Valentin Piau, Continuous Improvement & Manufacturing Business Development Manager, The Kraft Heinz Company

Quand je vois aujourd’hui ce que l’on me demande dans le milieu du travail, je me rends compte de l’importance de la capacité d’adaptation. La base technique reste un fondamental à ne pas négliger, mais cette capacité est à mon avis primordiale. Et dans ce sens, la gestion de projets a été très essentielle dans mon cursus.

Un passage de la R&D à la supply chain ? Une entreprise agroalimentaire rachetée par un fond d’investissement ? La culture du fond d’investissement 3G ?

2004-2006

Student, Ecole Nationale d'Ingénieurs des Techniques des Industries Agricoles et Alimentaires (E.N.I.T.I.A.A.)

BTSA Industrie Agroalimentaire

 

2006-2009

Student,  Institut Supérieur de la Santé et des Bioproduits d'Angers

License et Master 1, Science Technologie et Ingénierie de la Santé

 

2009-2010

Student, AgroParisTech

ISAA 1, Science de l’aliment

 

2010-2011

R&D Project Leader, Orangina Schweppes Company

 

2011-2012

R&D Project Leader, Campbell Soup Company

 

2012-2016

Product Developer, Campbell Soup Company of Canada

 

2016-Aujourd’hui

Continuous Improvement & Manufacturing Business Development Manager, Kraft Heinz Canada

Quel a été ton parcours après ton BTS en agro-alimentaire ?

 

Mon parcours est plutôt atypique car j’ai commencé avec un BTS en agro-alimentaire à l’ENISIA à Nantes pendant 2 ans. Ces deux années ont été une vraie découverte du monde de l’agroalimentaire. Après ça, je suis parti faire une Licence et un Master 1 en ingénierie de la santé à Angers. J’ai eu envie de découvrir autre chose, quelque chose davantage axé sur la gestion de projets ainsi que l’aspect nutrition et le « bien être » alimentaire. A la fin de mon Master 1 j’avais le choix entre continuer en Master 2 dans le même domaine, ou retourner faire une formation beaucoup plus axée sur l’agro-alimentaire.
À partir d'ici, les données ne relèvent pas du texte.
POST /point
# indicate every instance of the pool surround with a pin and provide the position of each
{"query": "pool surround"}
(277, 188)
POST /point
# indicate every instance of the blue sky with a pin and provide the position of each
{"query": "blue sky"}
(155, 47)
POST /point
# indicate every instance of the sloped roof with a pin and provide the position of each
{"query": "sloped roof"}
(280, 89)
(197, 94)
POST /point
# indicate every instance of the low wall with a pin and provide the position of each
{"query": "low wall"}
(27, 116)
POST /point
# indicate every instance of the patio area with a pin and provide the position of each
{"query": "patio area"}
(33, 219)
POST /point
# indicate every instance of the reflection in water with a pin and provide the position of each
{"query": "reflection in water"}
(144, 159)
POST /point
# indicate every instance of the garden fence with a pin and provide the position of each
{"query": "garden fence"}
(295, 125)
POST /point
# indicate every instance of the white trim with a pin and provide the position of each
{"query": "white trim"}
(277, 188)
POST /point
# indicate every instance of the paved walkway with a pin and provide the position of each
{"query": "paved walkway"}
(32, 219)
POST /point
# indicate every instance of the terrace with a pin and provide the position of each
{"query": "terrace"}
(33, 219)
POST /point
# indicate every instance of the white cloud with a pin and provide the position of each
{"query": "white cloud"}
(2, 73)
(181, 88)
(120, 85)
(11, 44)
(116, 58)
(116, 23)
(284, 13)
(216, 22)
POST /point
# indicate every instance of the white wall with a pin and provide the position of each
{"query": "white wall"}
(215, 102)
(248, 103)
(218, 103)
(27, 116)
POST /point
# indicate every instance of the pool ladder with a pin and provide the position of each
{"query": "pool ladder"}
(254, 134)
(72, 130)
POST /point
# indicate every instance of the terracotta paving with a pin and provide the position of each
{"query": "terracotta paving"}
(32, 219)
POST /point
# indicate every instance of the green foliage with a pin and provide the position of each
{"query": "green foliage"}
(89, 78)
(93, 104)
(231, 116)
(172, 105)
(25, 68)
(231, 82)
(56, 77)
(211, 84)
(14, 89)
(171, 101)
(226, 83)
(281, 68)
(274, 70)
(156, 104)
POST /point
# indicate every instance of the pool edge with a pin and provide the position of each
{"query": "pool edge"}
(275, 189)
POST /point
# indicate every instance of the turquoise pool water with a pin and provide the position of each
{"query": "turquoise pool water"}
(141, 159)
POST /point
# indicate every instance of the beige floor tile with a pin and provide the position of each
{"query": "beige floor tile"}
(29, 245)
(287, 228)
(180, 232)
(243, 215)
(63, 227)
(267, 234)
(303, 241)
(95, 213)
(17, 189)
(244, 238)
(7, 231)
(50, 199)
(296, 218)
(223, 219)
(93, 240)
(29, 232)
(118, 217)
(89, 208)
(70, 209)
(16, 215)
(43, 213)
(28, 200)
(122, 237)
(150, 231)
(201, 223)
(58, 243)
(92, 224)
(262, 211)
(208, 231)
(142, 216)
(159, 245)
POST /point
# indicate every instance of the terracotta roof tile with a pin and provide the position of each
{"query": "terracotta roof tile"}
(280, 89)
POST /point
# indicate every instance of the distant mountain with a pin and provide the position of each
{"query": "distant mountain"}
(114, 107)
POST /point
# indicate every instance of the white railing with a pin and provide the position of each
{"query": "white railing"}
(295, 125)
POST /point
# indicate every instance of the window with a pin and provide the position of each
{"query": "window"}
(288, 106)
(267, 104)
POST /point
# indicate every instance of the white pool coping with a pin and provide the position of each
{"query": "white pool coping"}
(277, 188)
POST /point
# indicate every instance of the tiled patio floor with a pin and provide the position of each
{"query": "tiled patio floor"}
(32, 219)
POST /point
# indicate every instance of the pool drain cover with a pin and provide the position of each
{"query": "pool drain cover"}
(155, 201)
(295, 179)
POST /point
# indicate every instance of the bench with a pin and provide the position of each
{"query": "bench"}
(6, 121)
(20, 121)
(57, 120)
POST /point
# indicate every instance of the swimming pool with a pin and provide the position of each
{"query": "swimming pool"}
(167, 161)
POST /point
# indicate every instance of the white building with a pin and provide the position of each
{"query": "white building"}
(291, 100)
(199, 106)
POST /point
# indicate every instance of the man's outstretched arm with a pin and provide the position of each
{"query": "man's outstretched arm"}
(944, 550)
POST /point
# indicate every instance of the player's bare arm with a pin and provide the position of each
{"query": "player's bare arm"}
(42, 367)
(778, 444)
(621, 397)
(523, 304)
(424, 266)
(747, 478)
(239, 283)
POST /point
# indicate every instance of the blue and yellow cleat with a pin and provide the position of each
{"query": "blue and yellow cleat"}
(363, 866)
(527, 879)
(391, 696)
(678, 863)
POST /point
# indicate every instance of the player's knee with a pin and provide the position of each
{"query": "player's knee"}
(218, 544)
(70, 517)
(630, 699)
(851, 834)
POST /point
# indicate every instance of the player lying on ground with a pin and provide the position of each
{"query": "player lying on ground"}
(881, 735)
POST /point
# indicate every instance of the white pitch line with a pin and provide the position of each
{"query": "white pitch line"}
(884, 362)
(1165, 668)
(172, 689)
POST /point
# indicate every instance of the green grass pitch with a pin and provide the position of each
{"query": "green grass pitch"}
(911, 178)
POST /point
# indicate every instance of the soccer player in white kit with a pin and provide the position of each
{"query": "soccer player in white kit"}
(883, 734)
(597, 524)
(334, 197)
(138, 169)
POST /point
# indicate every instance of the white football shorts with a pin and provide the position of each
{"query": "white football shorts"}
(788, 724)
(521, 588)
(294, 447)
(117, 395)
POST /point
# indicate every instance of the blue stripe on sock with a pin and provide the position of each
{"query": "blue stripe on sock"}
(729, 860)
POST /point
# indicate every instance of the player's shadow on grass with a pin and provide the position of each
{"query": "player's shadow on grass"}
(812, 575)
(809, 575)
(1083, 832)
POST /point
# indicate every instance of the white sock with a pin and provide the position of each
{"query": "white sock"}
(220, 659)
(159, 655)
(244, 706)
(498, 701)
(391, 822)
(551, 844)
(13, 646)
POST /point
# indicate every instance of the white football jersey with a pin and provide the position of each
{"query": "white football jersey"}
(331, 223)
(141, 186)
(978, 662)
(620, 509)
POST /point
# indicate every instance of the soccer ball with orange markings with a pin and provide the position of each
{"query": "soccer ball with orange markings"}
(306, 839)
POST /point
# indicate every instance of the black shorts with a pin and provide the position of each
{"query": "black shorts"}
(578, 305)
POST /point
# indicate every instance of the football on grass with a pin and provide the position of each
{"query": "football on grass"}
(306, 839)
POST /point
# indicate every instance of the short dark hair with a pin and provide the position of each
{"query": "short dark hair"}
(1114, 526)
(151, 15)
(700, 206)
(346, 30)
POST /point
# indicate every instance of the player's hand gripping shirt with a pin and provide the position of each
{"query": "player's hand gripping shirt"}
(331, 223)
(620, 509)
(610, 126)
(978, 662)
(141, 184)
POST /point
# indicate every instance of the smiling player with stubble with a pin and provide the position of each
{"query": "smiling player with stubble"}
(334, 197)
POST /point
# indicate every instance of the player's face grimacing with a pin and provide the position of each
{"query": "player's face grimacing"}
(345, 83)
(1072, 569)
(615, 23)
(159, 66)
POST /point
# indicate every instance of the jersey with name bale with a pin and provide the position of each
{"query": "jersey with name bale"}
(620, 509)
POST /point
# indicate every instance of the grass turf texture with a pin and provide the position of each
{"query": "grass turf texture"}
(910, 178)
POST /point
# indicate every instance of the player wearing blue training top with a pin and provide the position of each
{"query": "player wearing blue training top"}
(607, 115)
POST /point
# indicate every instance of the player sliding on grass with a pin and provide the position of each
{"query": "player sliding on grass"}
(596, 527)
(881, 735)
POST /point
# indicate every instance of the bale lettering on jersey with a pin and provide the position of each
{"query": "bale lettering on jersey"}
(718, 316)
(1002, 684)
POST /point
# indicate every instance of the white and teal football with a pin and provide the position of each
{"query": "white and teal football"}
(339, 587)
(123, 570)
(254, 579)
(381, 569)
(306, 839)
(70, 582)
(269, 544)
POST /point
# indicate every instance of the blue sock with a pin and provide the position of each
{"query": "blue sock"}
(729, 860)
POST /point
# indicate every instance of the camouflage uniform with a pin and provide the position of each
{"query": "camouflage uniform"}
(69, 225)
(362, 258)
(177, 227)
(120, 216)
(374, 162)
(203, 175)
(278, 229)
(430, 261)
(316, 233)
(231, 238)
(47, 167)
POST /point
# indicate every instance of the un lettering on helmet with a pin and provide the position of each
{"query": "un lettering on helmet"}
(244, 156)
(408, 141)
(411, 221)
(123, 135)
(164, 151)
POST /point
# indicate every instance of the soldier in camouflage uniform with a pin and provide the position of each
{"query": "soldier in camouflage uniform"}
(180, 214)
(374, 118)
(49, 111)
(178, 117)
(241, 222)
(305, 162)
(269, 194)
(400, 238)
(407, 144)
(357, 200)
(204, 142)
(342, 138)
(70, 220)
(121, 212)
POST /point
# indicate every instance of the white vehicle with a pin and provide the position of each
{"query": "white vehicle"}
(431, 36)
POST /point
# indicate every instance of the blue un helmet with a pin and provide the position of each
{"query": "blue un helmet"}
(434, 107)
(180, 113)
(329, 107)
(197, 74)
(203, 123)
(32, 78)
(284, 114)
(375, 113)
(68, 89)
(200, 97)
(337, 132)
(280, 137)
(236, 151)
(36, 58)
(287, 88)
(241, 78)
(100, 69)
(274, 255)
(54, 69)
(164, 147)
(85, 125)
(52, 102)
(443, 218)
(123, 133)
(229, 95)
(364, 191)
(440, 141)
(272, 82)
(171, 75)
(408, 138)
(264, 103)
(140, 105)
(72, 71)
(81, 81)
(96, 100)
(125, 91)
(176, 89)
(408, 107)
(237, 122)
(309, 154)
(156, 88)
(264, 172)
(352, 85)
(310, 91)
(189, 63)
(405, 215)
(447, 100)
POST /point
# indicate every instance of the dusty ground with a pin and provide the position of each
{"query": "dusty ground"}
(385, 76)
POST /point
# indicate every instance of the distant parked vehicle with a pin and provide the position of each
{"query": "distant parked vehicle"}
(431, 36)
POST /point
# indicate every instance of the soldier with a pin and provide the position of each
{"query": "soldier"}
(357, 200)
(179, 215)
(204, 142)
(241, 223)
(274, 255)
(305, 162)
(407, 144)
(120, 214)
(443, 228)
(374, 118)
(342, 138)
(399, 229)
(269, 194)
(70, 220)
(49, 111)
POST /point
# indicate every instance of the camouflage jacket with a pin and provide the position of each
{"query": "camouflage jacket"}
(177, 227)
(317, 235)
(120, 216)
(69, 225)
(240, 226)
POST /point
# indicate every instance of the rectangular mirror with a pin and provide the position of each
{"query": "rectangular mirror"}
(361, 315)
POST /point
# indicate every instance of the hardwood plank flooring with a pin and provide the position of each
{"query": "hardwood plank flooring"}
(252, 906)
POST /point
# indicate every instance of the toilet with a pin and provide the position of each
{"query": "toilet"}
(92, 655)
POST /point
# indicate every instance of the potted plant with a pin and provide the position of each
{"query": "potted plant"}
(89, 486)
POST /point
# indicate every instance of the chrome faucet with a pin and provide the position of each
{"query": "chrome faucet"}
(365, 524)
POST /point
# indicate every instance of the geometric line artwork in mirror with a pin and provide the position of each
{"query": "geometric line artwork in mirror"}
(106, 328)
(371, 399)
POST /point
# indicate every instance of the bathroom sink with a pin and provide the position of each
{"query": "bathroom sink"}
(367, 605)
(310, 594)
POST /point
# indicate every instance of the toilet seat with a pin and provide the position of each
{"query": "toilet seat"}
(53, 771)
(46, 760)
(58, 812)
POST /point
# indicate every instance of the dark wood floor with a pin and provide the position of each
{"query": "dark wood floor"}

J’ai fait le choix de rejoindre le réseau AgroParisTech et intégrant l’ISAA 1. J’ai fait la dernière année du cycle ingénieur à AgroParisTech avec la dominante Sciences de l’Aliment. Les cours étaient très centré sur la gestion de projet ce que j’ai trouvé très intéressant tout en gardant un aspect scientifique et technique.

 

Quand je vois aujourd’hui ce que l’on me demande dans le milieu du travail, je me rends compte de l’importance de la capacité d’adaptation. La base technique reste un fondamental à ne pas négliger, mais cette capacité est à mon avis primordiale. Et dans ce sens, la gestion de projets a été très essentielle dans mon cursus.

 

J’ai fait mon stage de fin d’étude chez Orangina Schweppes. Le réseau AgroParisTech m’a beaucoup aidé à obtenir un premier entretien pour ce stage. Cependant, la différence avec les autres candidats (issue de la même promo) se fait lors du processus de recrutement.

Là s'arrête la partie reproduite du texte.